In many ways, Nevada is ground zero for showcasing the full effects of climate change. From rising temperatures to the record-breaking drought we’ve seen ravaging Lake Mead, we now appear to be paying a price for decades of avoiding what it really means to transition to a clean energy economy. The most recent report from the Intergovernmental Panel on Climate Change issued Aug. 9 says we are just a few years, not decades, away from irreversible disaster for our planet.
What is stopping us from a faster transition to renewable energy? What I have observed, locally and nationally, is not the lack of desire to build renewable energy projects, but instead is more of a question of agreeing on where to build them and how to get them permitted.
For starters, it is not easy to site and build large-scale renewable energy projects, especially in Nevada where the federal government manages most of the land and air space. Red tape delays an already complicated development and permitting approval process. The result is that it takes the managing agencies too long to get things accomplished in a timely fashion.
In addition, I have observed three types of “nos” when it comes to beefing up our renewable energy infrastructure. Bucket number one: NIMBYs or Not in My Backyard folks who don’t want to look at big solar panels or tall wind turbines, even at a great distance. The second and third buckets are those on the extreme edges of the political divide — those who question the science around the adverse effect of human activities on climate or, on the other end of the spectrum, those who identify as “progressive” environmentalists but fail to recognize there can be a pragmatic balance between projects aimed at saving the environment while protecting habitat for plants and animals.
We’ve heard from these three groups over the years that we can’t do solar here and we can’t do wind there because it will hurt migratory patterns of this or that bird, or because climate change is really just a hoax, or because it will block my view. And many environmentalists claim to support renewable energy and agree it will help reduce climate change, yet they are the first to oppose specific projects and the last to come up with viable alternative locations.
As a veteran, I know first-hand the national security implications involved in not being more aggressive in reducing our dependence on foreign imports to satisfy our fossil fuel needs. Many of my fellow patriots in uniform have lost their lives in wars that are still being waged in parts of the world that control those fossil fuels. Thus, I support a combination of smart renewable energy generation, energy independence and conservation.
The construction and operation of wind projects would create good-paying jobs for the citizens and veterans of Clark County. For example, a company founded and operated by veterans called Airstreams has trained well over 2,000 veterans to leverage the skills they gained in the military to work as technicians in the wind energy industry. We need more opportunities like this for our veterans in Nevada. The need to use American ingenuity to create our own clean energy jobs has never been greater.
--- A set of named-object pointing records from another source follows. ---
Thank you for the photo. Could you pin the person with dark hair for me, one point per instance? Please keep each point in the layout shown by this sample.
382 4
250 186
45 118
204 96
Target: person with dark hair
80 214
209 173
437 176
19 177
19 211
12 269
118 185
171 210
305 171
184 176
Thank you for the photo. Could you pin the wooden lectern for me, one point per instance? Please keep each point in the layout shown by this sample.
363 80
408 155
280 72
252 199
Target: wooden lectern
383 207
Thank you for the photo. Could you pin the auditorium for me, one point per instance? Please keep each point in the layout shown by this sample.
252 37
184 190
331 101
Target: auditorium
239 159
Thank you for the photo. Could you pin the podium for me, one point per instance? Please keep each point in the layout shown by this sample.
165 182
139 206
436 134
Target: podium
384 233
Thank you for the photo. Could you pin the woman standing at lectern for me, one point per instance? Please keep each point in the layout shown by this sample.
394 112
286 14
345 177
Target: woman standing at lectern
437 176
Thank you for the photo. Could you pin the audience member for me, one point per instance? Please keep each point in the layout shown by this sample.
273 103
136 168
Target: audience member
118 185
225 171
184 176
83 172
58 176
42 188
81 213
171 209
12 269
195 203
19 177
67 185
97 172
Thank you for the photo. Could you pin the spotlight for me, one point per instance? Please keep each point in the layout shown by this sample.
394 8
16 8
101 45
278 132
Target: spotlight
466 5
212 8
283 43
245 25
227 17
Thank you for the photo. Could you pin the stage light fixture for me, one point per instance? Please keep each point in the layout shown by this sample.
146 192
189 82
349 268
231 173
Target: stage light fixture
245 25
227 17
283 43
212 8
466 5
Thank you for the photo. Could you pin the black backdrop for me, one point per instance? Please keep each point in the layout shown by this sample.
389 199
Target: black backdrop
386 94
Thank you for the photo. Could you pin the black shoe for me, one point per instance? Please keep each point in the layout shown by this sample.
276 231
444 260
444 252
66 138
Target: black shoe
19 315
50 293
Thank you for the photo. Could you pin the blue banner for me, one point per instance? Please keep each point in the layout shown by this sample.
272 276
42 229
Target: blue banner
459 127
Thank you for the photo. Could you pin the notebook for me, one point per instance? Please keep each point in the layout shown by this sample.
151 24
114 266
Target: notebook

As a resident of rural Clark County, where a wind farm might be located, I fully support that kind of project and the company’s efforts because without decisive action now, we run the risk of continuing the cycle of inaction that produces no solutions. The stark reality is that if we continue to let unreasonable expectations derail good projects, we will eventually have no more habitat to protect. We must all come together to come up with reasonable solutions that can be enacted now.
Pamela Walker is commander of American Legion Post 60 in Laughlin, Nevada. She entered the Air Force in 1973, after which she was assigned to Norton AFB CA and was Chuck Yeager’s crew chief on T-39’s. Years later, at Nellis AFB, she was handpicked for an initial cadre of 10 women to complete flight engineer training. She then was stationed at Charleston AFB SC and flew hundreds of missions all over the world, including presidential support missions and missions in support of the Gulf War. While in the Air Force, she completed a B.S. in education and two Masters degrees. She is a life member of the VFW; a member of the DAV, Elks and Moose; and is currently a member of the Laughlin Town Board.